The scone originates from Scotland with the earliest reference to the bread in a Scottish poem, , in 1513. They were originally cooked on a girdle – a type of griddle – over an open flame and in a large flat square or round, then cut into pieces. It was not until the mid-19th century that scones were leavened with baking powder or bicarbonate of soda. It’s unclear when the oven replaced the girdle as the method of cooking or when the individual round numbers came into vogue.
Plain, sweet or savoury, scones are a specialty of the British Isles, where they’re pronounced ‘skon’ in Scotland and northern England and ‘skoan’ in the south.

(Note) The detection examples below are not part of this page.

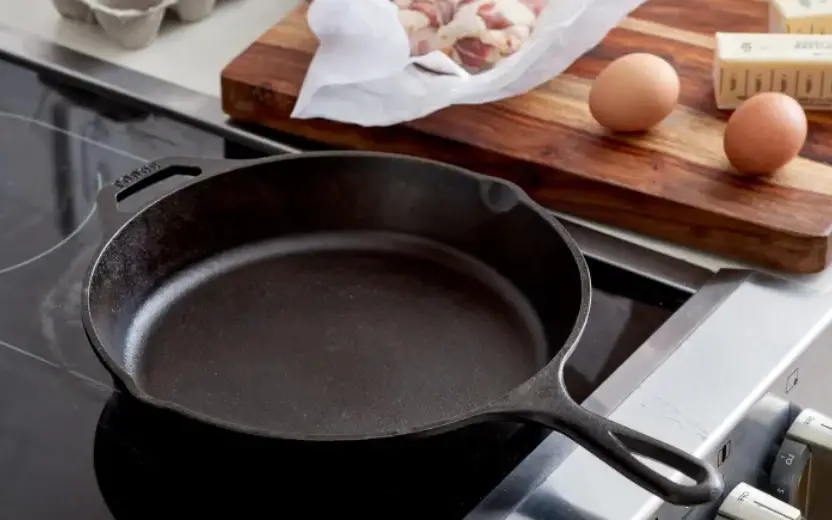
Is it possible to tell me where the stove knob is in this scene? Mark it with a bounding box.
[717,482,803,520]
[767,439,812,511]
[786,408,832,451]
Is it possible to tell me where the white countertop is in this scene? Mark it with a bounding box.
[6,0,832,291]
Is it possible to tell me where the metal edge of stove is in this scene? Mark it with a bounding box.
[0,27,808,520]
[466,271,751,520]
[468,271,832,520]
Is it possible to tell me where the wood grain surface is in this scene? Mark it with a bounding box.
[222,0,832,272]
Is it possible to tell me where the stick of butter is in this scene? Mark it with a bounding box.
[768,0,832,34]
[713,33,832,110]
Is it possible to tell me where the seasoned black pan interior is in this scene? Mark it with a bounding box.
[90,157,583,437]
[127,233,551,435]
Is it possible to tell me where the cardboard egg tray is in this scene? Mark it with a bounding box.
[52,0,217,49]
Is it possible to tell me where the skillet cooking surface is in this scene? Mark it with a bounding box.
[126,233,551,434]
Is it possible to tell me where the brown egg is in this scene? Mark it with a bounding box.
[589,53,679,132]
[723,92,807,175]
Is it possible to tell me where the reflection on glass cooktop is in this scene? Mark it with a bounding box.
[0,61,685,520]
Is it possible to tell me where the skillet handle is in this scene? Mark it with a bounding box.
[96,157,274,234]
[513,393,724,506]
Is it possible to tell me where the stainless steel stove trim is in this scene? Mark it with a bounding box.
[467,272,750,520]
[469,271,832,520]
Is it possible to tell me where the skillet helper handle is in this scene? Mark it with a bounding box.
[96,157,273,233]
[530,396,725,506]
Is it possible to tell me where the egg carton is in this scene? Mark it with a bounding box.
[52,0,217,49]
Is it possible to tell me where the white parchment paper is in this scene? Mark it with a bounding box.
[292,0,644,126]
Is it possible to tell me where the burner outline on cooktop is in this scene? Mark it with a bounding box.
[0,111,148,276]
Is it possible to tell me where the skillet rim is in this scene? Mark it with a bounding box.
[81,151,592,443]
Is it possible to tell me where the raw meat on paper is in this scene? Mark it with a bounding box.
[392,0,548,72]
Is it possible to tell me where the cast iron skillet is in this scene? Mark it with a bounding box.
[83,152,723,504]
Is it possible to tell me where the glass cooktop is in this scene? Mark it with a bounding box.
[0,57,687,520]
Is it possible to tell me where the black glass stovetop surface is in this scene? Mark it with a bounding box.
[0,61,686,520]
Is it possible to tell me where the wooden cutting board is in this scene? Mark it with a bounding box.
[222,0,832,272]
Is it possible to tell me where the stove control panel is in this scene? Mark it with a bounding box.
[715,408,832,520]
[766,408,832,520]
[716,483,803,520]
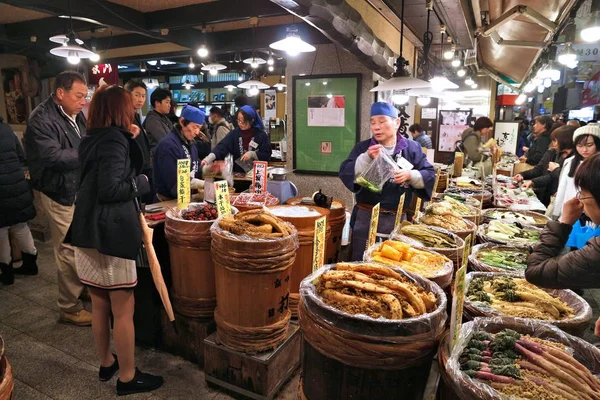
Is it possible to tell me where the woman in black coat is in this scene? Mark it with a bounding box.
[0,117,37,285]
[69,86,163,395]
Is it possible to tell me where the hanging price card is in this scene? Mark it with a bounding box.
[367,203,381,249]
[177,158,190,210]
[215,181,231,217]
[313,217,327,272]
[252,161,269,194]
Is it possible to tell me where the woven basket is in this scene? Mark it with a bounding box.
[464,272,592,337]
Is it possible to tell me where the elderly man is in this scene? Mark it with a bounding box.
[25,71,92,326]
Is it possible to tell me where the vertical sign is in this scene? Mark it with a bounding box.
[367,203,381,249]
[177,158,190,210]
[394,192,406,229]
[252,161,269,194]
[215,181,231,217]
[313,216,327,272]
[449,235,471,350]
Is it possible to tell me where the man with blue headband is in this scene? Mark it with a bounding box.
[340,102,435,261]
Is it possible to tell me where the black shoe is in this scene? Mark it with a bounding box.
[14,253,38,275]
[117,368,164,396]
[0,263,15,285]
[98,354,119,382]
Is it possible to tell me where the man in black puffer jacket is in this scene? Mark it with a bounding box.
[25,71,92,326]
[0,117,38,285]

Since Mrs Beeton’s time, cooks have added various ingredients – fruit, cheese, nuts and, of course, pumpkin – to scones. The latter type was cemented on Australia’s culinary map by Florence Bjelke-Petersen (or Lady Flo as she’s known), a Queensland senator during the late 80s and early 90s and wife of former Queensland premier Sir Joh. During her time as a senator she became well-known for her pumpkin scones, her reputation for them rivalling that of her political career. “I hope they remember me first for being a senator, who just happened to make pumpkin scones,” recounts Florence. And the secret to these golden nuggets? Cook the pumpkin the night before and chill it in the fridge.
Florence Bjelke-Petersen’s famous pumpkin treats originate from the traditional Scottish ‘skon’.